Shivji lui-même a probablement du mal à en croire ses yeux. Depuis quelques années maintenant, il voit défiler sur les routes qui mènent vers Ganga Talao, des chars, des avions, des trains. Sans parler des autres kanwars, plus grands que les chaînes de l’Himalaya. Ou encore de ceux avec table de mixage, enceinte acoustique intégrée, diffusant des bhajans (NdlR, prières) remixées, avec son en Dolby Surround. Et si d’un côté, on parle de compétition et d’exagération, de l’autre, on parle de créativité et de modernité.

Pour Shyama Sohun, 41 ans, il ne s’agit ni plus ni moins que d’une aberration. «Bann zeness-la fer konkour, gueté kisana ki pou aranz pli bel kanwar. Anfin si kapav apel sa kanwar», lâche l’habitante de Gokhoola. Pourtant, cette mère de deux adolescentes dit comprendre, quelque part, que les jeunes veulent se réapproprier les traditions. Mais, «il y a un minimum de décence à respecter».

Kevin, lui, n’hésite pas à cracher son venin sur cette «mode» qui consiste à faire compliqué quand on peut faire simple. «Heureusement que le ridicule ne tue pas sinon il y en a qui seraient déjà morts.» Que répond-il à ceux qui disent que c’est une façon d’intéresser les djeunes aux traditions ?

«Ça n’a rien à voir», martèle cet habitant de Beau-Bassin âgé de 35 ans, avec un sourire en coin. «Shiv ne voyageait pas en avion de chasse que je sache. On vole très haut là, niveau réinterprétation. À mon avis, il s’agit plutôt d’une compétition entre gens qui veulent se faire remarquer.»

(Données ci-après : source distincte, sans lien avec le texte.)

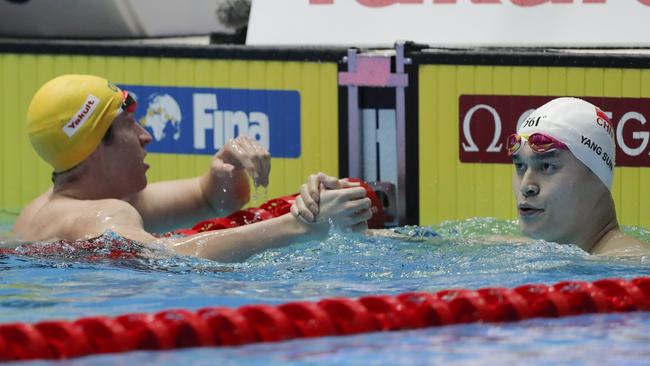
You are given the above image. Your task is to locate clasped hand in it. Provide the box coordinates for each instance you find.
[291,173,373,231]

Alors que pour Manisha Bundhoo, 30 ans, et qui a  plusieurs pèlerinages dans les jambes, le «concept avant-gardiste» de certains kanwars «pa match avek dévosion ek laprier. Dakor éna dimounn anvi exprim kréativité mé li inpé too much parfwa».

Des propos rejoints par ceux de Manoj. «Éoula, kot nou pé alé ?» ironise cet habitant de Goodlands. Qui affirme qu’un kanwar en forme de tank est «inapproprié. À trop vouloir faire du trendy, on tombe dans l’extrême». Et d’ajouter sur une note grave : «Ça fait penser davantage à une parade.»

Vinesh, 22 ans, tient un autre discours. «On ne fait rien de mal. C’est juste une façon de montrer notre créativité. À la fin, on va quand même à Grand-Bassin pour prier.»

En attendant, s’il vous arrive de croiser un avion en route, prière de lui céder le passage. Ou la piste d’atterrissage.

Bon à savoir

C’est en 1898 que les premiers dévots ont effectué le pèlerinage vers le lac sacré. Le groupe était emmené par le pandit Giri Gossayne, qui habitait Terre-Rouge. Le kanwar, dont la structure est fabriquée à partir de bambou, représente, en fait, la maison de Dieu.

À l’ancienne...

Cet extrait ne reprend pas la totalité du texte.